Wien. Terror in Nizza, Putschversuch in der Türkei, Amoklauf in München: Wenn Menschenleben in Gefahr sind, ist eine schnelle Reaktion von staatlichen Vertretungsbehörden unerlässlich. Eine immer größere Rolle bei der Informationsverbreitung spielen soziale Medien. Auch das Wiener Außenministerium nutzt diesen Kanal, um für Touristen und Auslandsösterreicher Hinweise zur aktuellen Lage und Kontaktnummern österreichischer Vertretungen vor Ort zu verbreiten.

„In Krisensituationen kann man damit Menschen schnell und direkt erreichen“, sagt Außenministeriumssprecher Peter Guschelbauer zur „Presse“. Vor allem Twitter habe sich hier bewährt. Der Kurznachrichtendienst wird unter anderem von vielen Journalisten genutzt, die Nachrichten umgehend an ihre Follower weiterleiten.

Eine andere Möglichkeit, um im Krisenfall mit österreichischen Stellen in Kontakt zu treten, ist die Reiseregistrierung.
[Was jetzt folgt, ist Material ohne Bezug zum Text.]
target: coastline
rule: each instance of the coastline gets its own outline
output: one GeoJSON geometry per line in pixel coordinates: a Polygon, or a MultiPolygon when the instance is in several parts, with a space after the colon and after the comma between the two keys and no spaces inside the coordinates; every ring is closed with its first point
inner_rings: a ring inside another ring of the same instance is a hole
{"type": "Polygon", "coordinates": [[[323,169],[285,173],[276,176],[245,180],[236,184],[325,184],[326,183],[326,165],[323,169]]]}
Für den Zeitraum des Auslandsaufenthalts kann man sich auf der Homepage des Ministeriums registrieren – und wird im Ernstfall per SMS über aktuelle Entwicklungen informiert.

Reiseinformationen und Sicherheitshinweise werden in Wien von rund einem Dutzend Mitarbeiter der Bürgerservice-Abteilung des Außenministeriums in Zusammenarbeit mit Botschaften und Generalkonsulaten weltweit angelegt. Guschel spricht von einer „ständigen Beobachtung und Analyse“.

Partielle Reisewarnung für die Türkei

Das Außenministerium verwendet ein sechsstufiges System an Warnhinweisen. Die gute Nachricht: Reisewarnungen der höchsten Stufe 6 werden selten ausgesprochen. Sie gelten für Länder, die sowieso nicht auf dem Reiseplan von Touristen stehen: etwa für Syrien, Afghanistan, Somalia, den Jemen und den Irak. Von Fahrten in diese Länder mit hohem Sicherheitsrisiko aufgrund von Krieg oder Bürgerkrieg wird abgeraten.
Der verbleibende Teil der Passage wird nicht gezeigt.